In contrast to cell-based biocontrol systems, the CFS or other chemical compounds such as antibiotics and fungicides when applied to the plants tend to be adsorbed and distributed by the plants via vascular tissue. This distribution causes a decrease in concentrations of the chemicals in the targeted area and affects the overall inhibitory activity (Agrios 2009). Comparable to chemical pesticides such as copper spray and antibiotic spray, CFS's capacity to protect the host can be easily weakened by external disturbances such as watering and wind-driven rain. Exposures to these factors can potentially reduce the CFS concentrations or even sweep it from the targeted area (Gottwald and Timmer 1995). However, the CFS-based biocontrol systems may still be effective if used in curative treatments. Li et al. (2012) found that the curative regiment of CFS obtained from B. amyloliquefaciens was very effective to protect anthurium plants against X. axonopodis pv. dieffenbachiae (XAD). Therefore, it would be necessary to assess the curative potencies of the CFS alongside its CS for future study.

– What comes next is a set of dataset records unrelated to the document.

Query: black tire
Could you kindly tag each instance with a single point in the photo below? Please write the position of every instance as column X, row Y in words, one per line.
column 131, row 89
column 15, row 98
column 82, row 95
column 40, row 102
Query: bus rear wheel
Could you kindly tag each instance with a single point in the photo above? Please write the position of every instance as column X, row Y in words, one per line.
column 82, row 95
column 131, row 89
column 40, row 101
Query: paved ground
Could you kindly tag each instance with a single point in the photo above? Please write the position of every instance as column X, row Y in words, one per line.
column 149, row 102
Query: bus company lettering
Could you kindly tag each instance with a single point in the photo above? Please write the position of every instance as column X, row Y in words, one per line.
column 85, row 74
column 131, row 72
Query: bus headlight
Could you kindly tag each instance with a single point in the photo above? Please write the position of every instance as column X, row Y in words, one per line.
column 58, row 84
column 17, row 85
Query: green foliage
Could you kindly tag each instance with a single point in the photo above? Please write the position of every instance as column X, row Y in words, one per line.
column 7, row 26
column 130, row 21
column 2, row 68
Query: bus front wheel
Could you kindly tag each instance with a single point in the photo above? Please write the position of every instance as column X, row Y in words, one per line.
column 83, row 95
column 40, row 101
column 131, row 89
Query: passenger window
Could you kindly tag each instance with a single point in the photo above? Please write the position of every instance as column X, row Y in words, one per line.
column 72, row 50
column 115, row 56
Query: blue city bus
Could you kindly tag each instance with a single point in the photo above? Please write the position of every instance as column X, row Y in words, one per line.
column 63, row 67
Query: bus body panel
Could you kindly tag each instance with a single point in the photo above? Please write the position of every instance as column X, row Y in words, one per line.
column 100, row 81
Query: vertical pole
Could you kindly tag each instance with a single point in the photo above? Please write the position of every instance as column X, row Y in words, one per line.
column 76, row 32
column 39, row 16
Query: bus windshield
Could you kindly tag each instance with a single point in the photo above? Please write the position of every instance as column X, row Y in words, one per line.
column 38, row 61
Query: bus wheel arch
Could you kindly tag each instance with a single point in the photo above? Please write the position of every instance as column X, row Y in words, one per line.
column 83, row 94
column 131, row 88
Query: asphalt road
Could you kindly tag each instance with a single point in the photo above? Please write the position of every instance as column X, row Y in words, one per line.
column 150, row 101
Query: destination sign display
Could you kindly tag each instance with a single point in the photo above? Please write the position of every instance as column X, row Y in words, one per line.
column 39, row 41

Based on the phylogenetic identification, B1 and C8 were identified as Staphylococcus pasteuri and Staphylococcus warneri, respectively. This finding may be the first report of the antagonistic activity of S. pasteuri and S. warneri against XCC. Previously, only several genera of bacteria could inhibit XCC’s growth, namely Bacillus and Pseudomonas (Michavila et al. 2017). Currently, S. warneri and S. pasteuri are mostly known as human microflora and are rarely known to cause disease. However, they can still infect humans with a compromised immune system (Toltziz 2018). This possesses a challenge to the marketability and the safety of these agents when used by the farmer in the field. To safely use these agents, we can utilize their CFS which can be produced through a fed-batch fermentation where the bacterial cells are grown to a specific phase (Srivastava et al. 2010). Some of the known antimicrobial substances produced by both bacteria are pastereucin and warnericin (Hong et al. 2018).

Conclusions

Staphylococcus pasteuri and S. warneri isolated from Rangpur lime had the potency as biological control agents of XCC. They demonstrated strong in vitro and in planta antagonistic capacity against XCC. Both isolates could be recommended to use as alternatives to chemical treatments in preventing citrus canker.